Sound familiar? Rutherford and Gallo-Cruz think so:

In many ways, the contemporary scene of childbirth services can be characterized as one of cyclical rationalization, re-enchantment, and rationalization. In the first half of the 20th century, childbirth was subject to intense rationalization and birth was culturally transformed from a potentially risky even to a pathogen-like state to be medically managed and controlled.

In other words, the technocratic model of birth gained ascendancy. Neonatal and maternal mortality dropped dramatically as a result. But:

As is often the case, rationalization came with dehumanizing consequences … The birth experience was stripped of many of its subjective qualities… [A] techno-scientific approach to birth often denied — and at least downplayed — the sense of mystery, spirituality and aesthetic beauty that have accompanied childbirth throughout most of human history. Scientific rationalization, in Weber’s words, meant that the birth experience was “disenchanted.”

That’s certainly the way that natural childbirth and homebirth advocates see it.

However, the natural birth movement attempts to re-enchant birth by allowing nature — unpredictable and uncontrollable — to have free reign and by recapturing the subjective experience of birth with its sensuality and mystery. This is most clearly seen in the emphasis by homebirth advocates on the spiritual and/or symbolic meaning of birth

Moreover:

[I]t is also seen in the emphasis on the birthing mother’s individual empowerment as well as the important of birth being a shared family experience, as these themes reassert the power of human autonomy and interpersonal connection over the dehumanizing aspects of birth in the technocratic model.

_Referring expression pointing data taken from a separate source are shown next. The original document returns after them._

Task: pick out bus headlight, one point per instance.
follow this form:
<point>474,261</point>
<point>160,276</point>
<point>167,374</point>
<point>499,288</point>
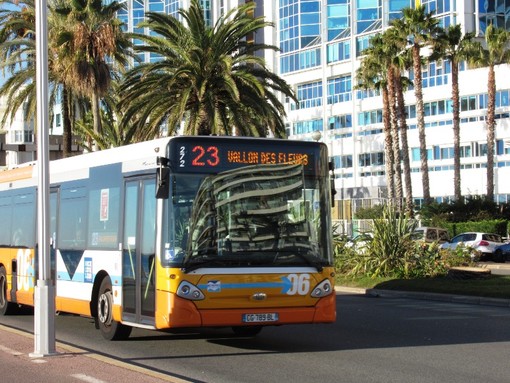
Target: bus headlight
<point>189,291</point>
<point>322,289</point>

I agree with Rockford and Gallo-Cruz … up to a point. Their description is accurate, but they are not necessarily describing reality, but rather the way that natural childbirth advocates have rewritten history. The “sense of mystery, spirituality, and aesthetic beauty” which supposedly accompanied childbirth “throughout human history” is mostly a figment of NCB advocates’ imagination. Childbirth was viewed as inherently dangerous and agonizing, and most of the spirituality around it was concerned with placating a higher power in order to ensure the survival of mother and baby.

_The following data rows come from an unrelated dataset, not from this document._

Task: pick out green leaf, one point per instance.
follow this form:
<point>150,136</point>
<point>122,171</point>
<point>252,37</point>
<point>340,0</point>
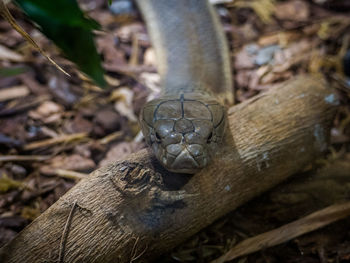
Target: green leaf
<point>66,25</point>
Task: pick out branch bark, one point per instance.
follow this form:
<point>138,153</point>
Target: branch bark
<point>133,210</point>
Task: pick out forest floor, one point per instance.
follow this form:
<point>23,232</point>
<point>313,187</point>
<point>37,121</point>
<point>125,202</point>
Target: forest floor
<point>54,129</point>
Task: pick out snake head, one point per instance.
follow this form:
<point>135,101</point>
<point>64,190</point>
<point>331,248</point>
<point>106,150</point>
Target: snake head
<point>184,131</point>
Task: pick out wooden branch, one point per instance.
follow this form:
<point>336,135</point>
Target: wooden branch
<point>133,210</point>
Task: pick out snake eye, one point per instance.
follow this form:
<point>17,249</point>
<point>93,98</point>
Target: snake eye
<point>158,137</point>
<point>210,137</point>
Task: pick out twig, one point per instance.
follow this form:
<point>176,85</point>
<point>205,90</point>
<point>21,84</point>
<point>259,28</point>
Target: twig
<point>287,232</point>
<point>59,139</point>
<point>65,234</point>
<point>21,158</point>
<point>70,174</point>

And the claim that birth was “culturally transformed from a potentially risky even to a pathogen-like state to be medically managed and controlled” is yet another bit of wishful thinking. Birth was not culturally transformed is was actually transformed, Previously it had been viewed as extremely risky, not simply potentially risky. Childbirth prayers and the admonishment to pregnant women to write their wills attest to the historical fear of death in childbirth.

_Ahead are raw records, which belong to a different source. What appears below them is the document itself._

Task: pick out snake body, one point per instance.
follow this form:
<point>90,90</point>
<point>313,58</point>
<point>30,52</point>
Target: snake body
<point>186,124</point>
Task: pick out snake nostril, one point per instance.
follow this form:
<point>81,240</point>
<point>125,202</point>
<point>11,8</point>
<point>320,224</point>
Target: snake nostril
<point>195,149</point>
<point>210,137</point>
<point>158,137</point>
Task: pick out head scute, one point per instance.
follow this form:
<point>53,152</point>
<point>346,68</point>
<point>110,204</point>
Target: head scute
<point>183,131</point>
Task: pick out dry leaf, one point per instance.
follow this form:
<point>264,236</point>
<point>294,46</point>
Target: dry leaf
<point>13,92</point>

Finally, the supposed transformation of childbirth into a “pathogen-like state” reflects the fact that natural childbirth advocates never ask obstetricians how they view pregnancy; they substitute their own fantasies. That’s because natural childbirth advocates have no idea how dangerous childbirth really is and seem to be unable to grasp the fact that childbirth appears safe because of the “technocratic model of birth.”

In other words, faced with discomfort at the rationalization of childbirth, NCB advocates have chosen not to to re-enchant it, but to enchant it to a state that never actually existed. Rutherford and Gallo-Cruz are correct in the emphasis that they place of the process of rationalization and re-enchantment, because that process does drive the demands of NCB advocates. But they neglect to subject to scrutiny the empirical claims on which the process is based.

NCB advocates think that they are attempting to re-enchant birth because they believe that it was “better” that way. The reality is altogether different and quite harsh. The women who lived prior to the advent of modern obstetrics demanded and welcomed the rationalization of childbirth and they did so for a very simple reason: they abhorred the pain and death that had always accompanied it.